A useful metric for assessing a company's core operational profitability, excluding the effects of financing and accounting decisions, is EBITDA (Earnings Before Interest, Taxes, Depreciation, and Amortization). Verisk's EBITDA for the quarter rose 8.3% to $426.6 million. More importantly, its EBITDA margin expanded to 55.5%, up from 54.3% in the third quarter of 2024, indicating that the company is successfully growing its top line while effectively managing costs.
However, net income only grew by a modest 2.5% to $225.5 million. This was mainly due to a 31.5% increase in interest expense, a direct result of the company taking on new debt to fuel its ambitious acquisition strategy.
Perhaps the most significant development is Verisk's aggressive M&A activity. The company is in the process of acquiring AccuLynx, a leading software platform for residential roofing contractors, for a hefty $2.35 billion in cash. This move aims to deepen Verisk's integration into the insurance claims and restoration ecosystem.

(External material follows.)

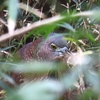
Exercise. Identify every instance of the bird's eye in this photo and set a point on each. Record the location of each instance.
(53, 46)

To finance this and other initiatives, Verisk has taken on substantial new debt. In August 2025 alone, it issued $1.5 billion in new senior notes. This new debt comes with an interesting condition: if the AccuLynx acquisition is not completed by early January 2026, Verisk must redeem the notes at a premium (101% of the principal amount), signaling a strong commitment to closing the deal.
Alongside acquisitions, Verisk continues to return capital to its shareholders. The company repurchased $100.1 million of its common stock during the quarter and still has approximately $1.2 billion remaining under its share repurchase authorization.
In today's data-driven world, legal and regulatory risks are ever-present. Verisk is currently facing several class-action lawsuits related to telematics data. The plaintiffs allege that Verisk, in partnership with automakers, collected and shared driver behavior data with insurance companies without the drivers' consent. These cases have been consolidated into a single multi-district litigation and are still in their early stages. While Verisk believes it has strong defenses, this litigation highlights the critical importance of data privacy in its business model.
Verisk's third-quarter results paint a picture of a healthy, growing company with strong operational discipline. The expanding EBITDA margin is a testament to the strength of its core business. However, the company is simultaneously making a significant bet on future growth through the multi-billion-dollar acquisition of AccuLynx, a move that increases both its capabilities and its financial leverage. Investors will be watching closely to see how Verisk integrates this major acquisition while navigating the increasingly complex landscape of data privacy litigation.